Au nombre de ces profits, l’experte cite entre autres l’exploration, l’exploitation et la gestion des ressources maritimes, la livraison des licences de pêche, le tourisme, la pêche, l’exploitation des ressources minières et énergétiques…


« Les Etats africains doivent s’inspirer du modèle malaisien pour gérer leurs frontières maritimes» a-t-elle plaidé, tout en citant ce pays asiatique comme étant l’une des 10 nations au monde étant sur la bonne voie en matière de gestion des frontières.


La preuve, dira-t-elle, la Malaisie dispose d’une agence uniquement spécialisée sur la surveillance maritime directement rattachée à la Primature mais se composant de cadres en provenance de la police marine, du ministère de la pêche, de la douane, du département de la marine, des forces armées Malaisiennes, de l’environnement et de l’immigration.


L’experte ajoutera qu’en Malaisie, contrairement aux pays africains, la volonté politique y est. En plus, l’Etat a injecté un budget conséquent pour un personnel qualifié et équipé.

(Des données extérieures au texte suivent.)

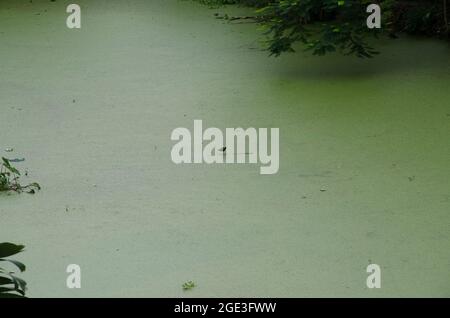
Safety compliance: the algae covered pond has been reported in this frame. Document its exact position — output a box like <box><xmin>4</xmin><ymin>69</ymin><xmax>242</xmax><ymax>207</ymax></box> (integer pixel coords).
<box><xmin>0</xmin><ymin>0</ymin><xmax>450</xmax><ymax>297</ymax></box>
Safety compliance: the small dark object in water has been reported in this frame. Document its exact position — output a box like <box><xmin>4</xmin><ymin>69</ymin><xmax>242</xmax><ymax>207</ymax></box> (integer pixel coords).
<box><xmin>8</xmin><ymin>158</ymin><xmax>25</xmax><ymax>162</ymax></box>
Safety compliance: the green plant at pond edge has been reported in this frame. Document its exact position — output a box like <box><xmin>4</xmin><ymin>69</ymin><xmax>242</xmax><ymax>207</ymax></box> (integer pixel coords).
<box><xmin>0</xmin><ymin>157</ymin><xmax>41</xmax><ymax>194</ymax></box>
<box><xmin>181</xmin><ymin>280</ymin><xmax>196</xmax><ymax>290</ymax></box>
<box><xmin>0</xmin><ymin>243</ymin><xmax>27</xmax><ymax>298</ymax></box>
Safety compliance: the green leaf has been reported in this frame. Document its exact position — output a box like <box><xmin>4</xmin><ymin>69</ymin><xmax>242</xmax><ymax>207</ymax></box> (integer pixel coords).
<box><xmin>0</xmin><ymin>276</ymin><xmax>14</xmax><ymax>285</ymax></box>
<box><xmin>0</xmin><ymin>258</ymin><xmax>26</xmax><ymax>272</ymax></box>
<box><xmin>0</xmin><ymin>243</ymin><xmax>25</xmax><ymax>258</ymax></box>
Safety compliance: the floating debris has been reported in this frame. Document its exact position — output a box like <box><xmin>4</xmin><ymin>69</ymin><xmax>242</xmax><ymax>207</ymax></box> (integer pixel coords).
<box><xmin>181</xmin><ymin>280</ymin><xmax>196</xmax><ymax>290</ymax></box>
<box><xmin>8</xmin><ymin>158</ymin><xmax>25</xmax><ymax>162</ymax></box>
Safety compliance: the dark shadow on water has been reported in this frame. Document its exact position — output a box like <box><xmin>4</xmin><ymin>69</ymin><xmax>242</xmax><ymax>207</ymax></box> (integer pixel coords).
<box><xmin>273</xmin><ymin>38</ymin><xmax>450</xmax><ymax>80</ymax></box>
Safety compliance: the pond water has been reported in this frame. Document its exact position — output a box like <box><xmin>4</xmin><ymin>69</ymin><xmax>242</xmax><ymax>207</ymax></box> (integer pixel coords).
<box><xmin>0</xmin><ymin>0</ymin><xmax>450</xmax><ymax>297</ymax></box>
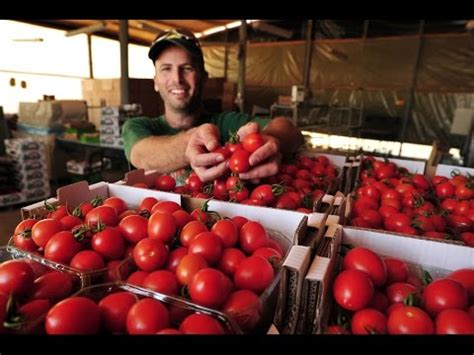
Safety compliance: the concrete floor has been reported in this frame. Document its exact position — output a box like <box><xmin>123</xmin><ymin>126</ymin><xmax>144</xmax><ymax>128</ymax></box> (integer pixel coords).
<box><xmin>0</xmin><ymin>206</ymin><xmax>21</xmax><ymax>246</ymax></box>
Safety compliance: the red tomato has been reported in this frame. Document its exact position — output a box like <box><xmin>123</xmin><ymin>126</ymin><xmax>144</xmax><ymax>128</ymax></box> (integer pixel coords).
<box><xmin>99</xmin><ymin>291</ymin><xmax>138</xmax><ymax>334</ymax></box>
<box><xmin>70</xmin><ymin>250</ymin><xmax>105</xmax><ymax>271</ymax></box>
<box><xmin>102</xmin><ymin>197</ymin><xmax>128</xmax><ymax>216</ymax></box>
<box><xmin>351</xmin><ymin>308</ymin><xmax>387</xmax><ymax>335</ymax></box>
<box><xmin>31</xmin><ymin>219</ymin><xmax>64</xmax><ymax>248</ymax></box>
<box><xmin>343</xmin><ymin>247</ymin><xmax>387</xmax><ymax>287</ymax></box>
<box><xmin>387</xmin><ymin>306</ymin><xmax>434</xmax><ymax>334</ymax></box>
<box><xmin>189</xmin><ymin>270</ymin><xmax>232</xmax><ymax>309</ymax></box>
<box><xmin>45</xmin><ymin>297</ymin><xmax>100</xmax><ymax>334</ymax></box>
<box><xmin>91</xmin><ymin>227</ymin><xmax>125</xmax><ymax>260</ymax></box>
<box><xmin>446</xmin><ymin>268</ymin><xmax>474</xmax><ymax>304</ymax></box>
<box><xmin>127</xmin><ymin>298</ymin><xmax>170</xmax><ymax>334</ymax></box>
<box><xmin>179</xmin><ymin>221</ymin><xmax>208</xmax><ymax>247</ymax></box>
<box><xmin>118</xmin><ymin>215</ymin><xmax>148</xmax><ymax>243</ymax></box>
<box><xmin>176</xmin><ymin>254</ymin><xmax>208</xmax><ymax>285</ymax></box>
<box><xmin>333</xmin><ymin>270</ymin><xmax>374</xmax><ymax>311</ymax></box>
<box><xmin>13</xmin><ymin>219</ymin><xmax>38</xmax><ymax>251</ymax></box>
<box><xmin>384</xmin><ymin>258</ymin><xmax>408</xmax><ymax>285</ymax></box>
<box><xmin>234</xmin><ymin>256</ymin><xmax>274</xmax><ymax>295</ymax></box>
<box><xmin>228</xmin><ymin>150</ymin><xmax>250</xmax><ymax>174</ymax></box>
<box><xmin>30</xmin><ymin>271</ymin><xmax>74</xmax><ymax>303</ymax></box>
<box><xmin>239</xmin><ymin>221</ymin><xmax>269</xmax><ymax>254</ymax></box>
<box><xmin>188</xmin><ymin>232</ymin><xmax>222</xmax><ymax>265</ymax></box>
<box><xmin>133</xmin><ymin>238</ymin><xmax>168</xmax><ymax>271</ymax></box>
<box><xmin>422</xmin><ymin>278</ymin><xmax>468</xmax><ymax>315</ymax></box>
<box><xmin>211</xmin><ymin>219</ymin><xmax>239</xmax><ymax>248</ymax></box>
<box><xmin>0</xmin><ymin>260</ymin><xmax>35</xmax><ymax>296</ymax></box>
<box><xmin>217</xmin><ymin>248</ymin><xmax>246</xmax><ymax>277</ymax></box>
<box><xmin>148</xmin><ymin>212</ymin><xmax>178</xmax><ymax>243</ymax></box>
<box><xmin>179</xmin><ymin>313</ymin><xmax>225</xmax><ymax>334</ymax></box>
<box><xmin>435</xmin><ymin>309</ymin><xmax>474</xmax><ymax>334</ymax></box>
<box><xmin>166</xmin><ymin>247</ymin><xmax>188</xmax><ymax>272</ymax></box>
<box><xmin>84</xmin><ymin>206</ymin><xmax>119</xmax><ymax>227</ymax></box>
<box><xmin>241</xmin><ymin>133</ymin><xmax>265</xmax><ymax>153</ymax></box>
<box><xmin>222</xmin><ymin>290</ymin><xmax>263</xmax><ymax>332</ymax></box>
<box><xmin>143</xmin><ymin>270</ymin><xmax>179</xmax><ymax>296</ymax></box>
<box><xmin>155</xmin><ymin>175</ymin><xmax>176</xmax><ymax>191</ymax></box>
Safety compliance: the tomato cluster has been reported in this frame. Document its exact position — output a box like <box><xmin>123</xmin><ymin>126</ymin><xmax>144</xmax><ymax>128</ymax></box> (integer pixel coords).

Après le diner, les formateurs et leurs disciples se sont embarqués dans un gros car flambant neuf, destination le Port de Tema, situé à 30 minutes d’Accra, pour apprendre comment ce Port fonctionne, quelles sont ses difficultés et quelles sont ses perspectives.


Dans ce reportage, nous épargnons nos aimables lecteurs des coulisses inédites du séjour ghanéen pour le prochain numéro, comme le calvaire des fumeurs francophones en quête de cigarettes à Accra, au point qu’ils sont obligés de dépenser le double dans le transport, quand ils vont acheter un paquet de cigarettes. Ou encore, l’émotion des sahéliens en découvrant la mer pour la première fois ou encore le calvaire des guinéens, ayant quitté Conakry sans provisions de devises, en raison de l’interdiction gouvernementale, ou enfin le concours de danse en cours d’organisation entre les invités Ouest- africains à Akossombo.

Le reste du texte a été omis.